On December 2, President Obama, joined by former President Bill Clinton, announced $4 billion in combined private and federal funds to be invested in upgrades to commercial buildings over the next two years.
President Obama said: "Upgrades will create tens of thousands of jobs and save billions."
President Obama recently announced nearly $4 billion in combined federal and private sector energy upgrades to buildings over the next 2 years.
These investments will save billions in energy costs, promote energy independence, and, according to independent estimates, create tens of thousands of jobs in the hard-hit construction sector.

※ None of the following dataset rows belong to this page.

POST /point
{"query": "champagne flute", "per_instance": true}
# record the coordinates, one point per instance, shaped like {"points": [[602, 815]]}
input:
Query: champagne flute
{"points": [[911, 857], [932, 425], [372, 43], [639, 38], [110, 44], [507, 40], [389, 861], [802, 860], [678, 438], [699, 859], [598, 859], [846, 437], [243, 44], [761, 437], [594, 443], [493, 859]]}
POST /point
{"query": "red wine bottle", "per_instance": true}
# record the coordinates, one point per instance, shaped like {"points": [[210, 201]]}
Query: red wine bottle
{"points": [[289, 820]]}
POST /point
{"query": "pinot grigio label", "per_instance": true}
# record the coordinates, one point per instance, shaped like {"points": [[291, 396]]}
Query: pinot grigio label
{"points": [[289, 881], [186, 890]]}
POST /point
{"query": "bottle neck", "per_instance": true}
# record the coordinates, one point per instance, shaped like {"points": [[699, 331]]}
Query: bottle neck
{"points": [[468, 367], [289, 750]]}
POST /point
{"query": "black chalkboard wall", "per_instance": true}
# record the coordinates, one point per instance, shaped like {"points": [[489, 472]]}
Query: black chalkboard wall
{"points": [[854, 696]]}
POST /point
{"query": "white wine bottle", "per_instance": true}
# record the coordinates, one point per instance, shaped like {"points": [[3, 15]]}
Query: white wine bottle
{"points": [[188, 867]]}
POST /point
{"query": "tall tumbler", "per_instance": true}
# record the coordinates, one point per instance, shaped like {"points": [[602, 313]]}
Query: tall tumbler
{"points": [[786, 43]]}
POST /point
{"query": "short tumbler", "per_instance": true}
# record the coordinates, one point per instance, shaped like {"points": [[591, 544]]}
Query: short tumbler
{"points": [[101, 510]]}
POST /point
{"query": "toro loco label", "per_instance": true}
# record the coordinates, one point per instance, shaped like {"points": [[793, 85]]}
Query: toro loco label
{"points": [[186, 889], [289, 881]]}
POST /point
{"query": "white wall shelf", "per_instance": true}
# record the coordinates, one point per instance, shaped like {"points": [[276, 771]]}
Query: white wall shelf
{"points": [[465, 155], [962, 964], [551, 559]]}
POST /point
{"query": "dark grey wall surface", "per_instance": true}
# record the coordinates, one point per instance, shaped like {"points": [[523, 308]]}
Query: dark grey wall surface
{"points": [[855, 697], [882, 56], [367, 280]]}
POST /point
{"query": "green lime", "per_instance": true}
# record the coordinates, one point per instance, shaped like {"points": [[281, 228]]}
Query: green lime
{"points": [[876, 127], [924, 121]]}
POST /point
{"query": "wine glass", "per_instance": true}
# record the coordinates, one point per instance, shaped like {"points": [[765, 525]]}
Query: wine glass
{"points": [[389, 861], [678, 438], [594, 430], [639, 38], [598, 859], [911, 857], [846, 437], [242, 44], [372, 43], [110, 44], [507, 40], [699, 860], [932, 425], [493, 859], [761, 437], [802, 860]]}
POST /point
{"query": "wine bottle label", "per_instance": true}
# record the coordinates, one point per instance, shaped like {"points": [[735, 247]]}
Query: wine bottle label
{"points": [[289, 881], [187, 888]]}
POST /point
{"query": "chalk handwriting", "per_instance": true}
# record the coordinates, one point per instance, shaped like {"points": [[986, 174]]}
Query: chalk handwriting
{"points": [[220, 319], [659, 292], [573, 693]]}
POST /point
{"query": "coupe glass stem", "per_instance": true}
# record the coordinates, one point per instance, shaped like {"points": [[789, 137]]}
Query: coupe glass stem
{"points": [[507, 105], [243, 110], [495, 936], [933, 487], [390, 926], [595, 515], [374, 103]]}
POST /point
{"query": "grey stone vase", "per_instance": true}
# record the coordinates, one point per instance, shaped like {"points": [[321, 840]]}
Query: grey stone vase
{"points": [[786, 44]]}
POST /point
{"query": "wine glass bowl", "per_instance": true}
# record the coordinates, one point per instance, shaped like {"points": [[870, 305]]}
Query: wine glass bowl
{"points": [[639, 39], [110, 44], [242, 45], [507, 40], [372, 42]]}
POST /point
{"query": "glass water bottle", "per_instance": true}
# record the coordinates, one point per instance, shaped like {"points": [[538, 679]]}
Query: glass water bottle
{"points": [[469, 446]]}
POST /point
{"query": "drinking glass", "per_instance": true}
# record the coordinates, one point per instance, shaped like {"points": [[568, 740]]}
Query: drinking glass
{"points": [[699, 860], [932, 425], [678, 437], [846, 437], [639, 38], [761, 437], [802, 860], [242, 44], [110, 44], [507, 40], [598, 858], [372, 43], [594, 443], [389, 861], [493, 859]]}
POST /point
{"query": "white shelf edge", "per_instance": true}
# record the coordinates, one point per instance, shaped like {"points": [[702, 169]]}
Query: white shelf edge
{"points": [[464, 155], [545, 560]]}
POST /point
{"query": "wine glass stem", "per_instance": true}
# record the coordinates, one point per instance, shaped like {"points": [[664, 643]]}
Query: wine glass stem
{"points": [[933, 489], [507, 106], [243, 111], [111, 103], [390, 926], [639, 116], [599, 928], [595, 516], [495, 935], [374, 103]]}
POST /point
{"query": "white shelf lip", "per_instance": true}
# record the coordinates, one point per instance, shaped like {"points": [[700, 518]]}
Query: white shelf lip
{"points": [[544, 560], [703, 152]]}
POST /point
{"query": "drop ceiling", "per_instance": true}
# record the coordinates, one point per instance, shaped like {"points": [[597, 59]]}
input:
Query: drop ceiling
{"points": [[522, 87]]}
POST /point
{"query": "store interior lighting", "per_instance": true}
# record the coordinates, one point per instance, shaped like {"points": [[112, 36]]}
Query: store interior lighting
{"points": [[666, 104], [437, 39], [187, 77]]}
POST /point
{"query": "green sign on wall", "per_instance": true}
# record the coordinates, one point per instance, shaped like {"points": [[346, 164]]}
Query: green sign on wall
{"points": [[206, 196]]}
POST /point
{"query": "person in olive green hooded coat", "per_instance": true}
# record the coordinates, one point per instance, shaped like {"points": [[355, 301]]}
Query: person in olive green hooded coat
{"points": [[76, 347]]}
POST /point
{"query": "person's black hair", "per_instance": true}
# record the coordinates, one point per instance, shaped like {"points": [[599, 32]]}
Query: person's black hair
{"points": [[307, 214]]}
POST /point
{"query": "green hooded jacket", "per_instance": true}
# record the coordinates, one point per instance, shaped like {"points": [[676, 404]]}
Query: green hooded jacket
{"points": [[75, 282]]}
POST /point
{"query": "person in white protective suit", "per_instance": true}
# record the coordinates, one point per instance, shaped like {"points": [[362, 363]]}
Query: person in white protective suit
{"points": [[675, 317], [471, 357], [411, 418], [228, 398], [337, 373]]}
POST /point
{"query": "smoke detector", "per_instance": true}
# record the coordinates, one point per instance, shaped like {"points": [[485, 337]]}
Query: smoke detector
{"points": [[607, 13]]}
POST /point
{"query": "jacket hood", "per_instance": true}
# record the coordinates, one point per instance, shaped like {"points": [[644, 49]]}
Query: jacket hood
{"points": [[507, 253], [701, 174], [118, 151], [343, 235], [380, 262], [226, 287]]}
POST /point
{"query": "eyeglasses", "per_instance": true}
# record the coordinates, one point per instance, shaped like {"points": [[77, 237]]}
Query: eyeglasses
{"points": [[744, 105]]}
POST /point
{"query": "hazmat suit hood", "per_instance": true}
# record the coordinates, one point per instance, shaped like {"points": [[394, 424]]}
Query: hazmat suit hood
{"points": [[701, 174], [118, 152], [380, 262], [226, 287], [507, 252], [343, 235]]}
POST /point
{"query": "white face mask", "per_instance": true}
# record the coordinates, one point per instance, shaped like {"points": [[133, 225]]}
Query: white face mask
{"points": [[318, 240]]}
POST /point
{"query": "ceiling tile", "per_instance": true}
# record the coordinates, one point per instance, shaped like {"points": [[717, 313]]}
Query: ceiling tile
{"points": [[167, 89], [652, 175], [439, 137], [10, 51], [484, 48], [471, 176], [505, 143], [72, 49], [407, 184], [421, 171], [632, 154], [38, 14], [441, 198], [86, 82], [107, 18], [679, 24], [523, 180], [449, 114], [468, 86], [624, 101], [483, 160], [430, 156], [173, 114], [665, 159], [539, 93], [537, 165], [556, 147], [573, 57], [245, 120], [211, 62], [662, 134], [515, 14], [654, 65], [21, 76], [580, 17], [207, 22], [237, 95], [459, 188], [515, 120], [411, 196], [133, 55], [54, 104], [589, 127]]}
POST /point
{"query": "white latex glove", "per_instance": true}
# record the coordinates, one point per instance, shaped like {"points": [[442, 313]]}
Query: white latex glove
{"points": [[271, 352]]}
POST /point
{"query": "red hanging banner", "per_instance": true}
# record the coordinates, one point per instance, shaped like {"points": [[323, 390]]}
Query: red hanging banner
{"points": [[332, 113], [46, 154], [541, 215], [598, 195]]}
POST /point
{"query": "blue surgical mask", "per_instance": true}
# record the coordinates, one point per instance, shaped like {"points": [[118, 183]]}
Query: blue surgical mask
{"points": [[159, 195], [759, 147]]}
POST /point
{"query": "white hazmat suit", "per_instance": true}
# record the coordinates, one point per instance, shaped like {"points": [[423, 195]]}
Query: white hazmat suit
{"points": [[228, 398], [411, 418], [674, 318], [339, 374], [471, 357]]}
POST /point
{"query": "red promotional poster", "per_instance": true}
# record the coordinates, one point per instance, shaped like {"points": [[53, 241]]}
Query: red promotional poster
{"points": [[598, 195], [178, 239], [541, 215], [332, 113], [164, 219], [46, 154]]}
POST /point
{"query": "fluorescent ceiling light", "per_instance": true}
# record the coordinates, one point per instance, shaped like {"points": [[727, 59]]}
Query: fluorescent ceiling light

The $4 billion investment includes a $2 billion commitment, made through the issuance of a Presidential Memorandum, to energy upgrades of federal buildings using long term energy savings to pay for up-front costs, at no cost to taxpayers.
In addition, 60 CEOs, mayors, university presidents, and labor leaders today committed to invest nearly $2 billion of private capital into energy efficiency projects; and to upgrade energy performance by a minimum of 20 per cent by 2020 in 1.6 billion square feet of office, industrial, municipal, hospital, university, community college and school buildings.
This announcement builds on a commitment made by 14 partners at the Clinton Global Initiative America meeting in June to make energy upgrades across 300 million square feet, and to invest $500 million in private sector financing in energy efficiency projects.
Former President Bill Clinton stated: "Investments in building retrofits and energy efficiency can make a real difference in the American economy, by creating jobs, growing our industries, improving businesses' bottom lines, reducing our energy bills and consumption, and preserving our planet for future generations."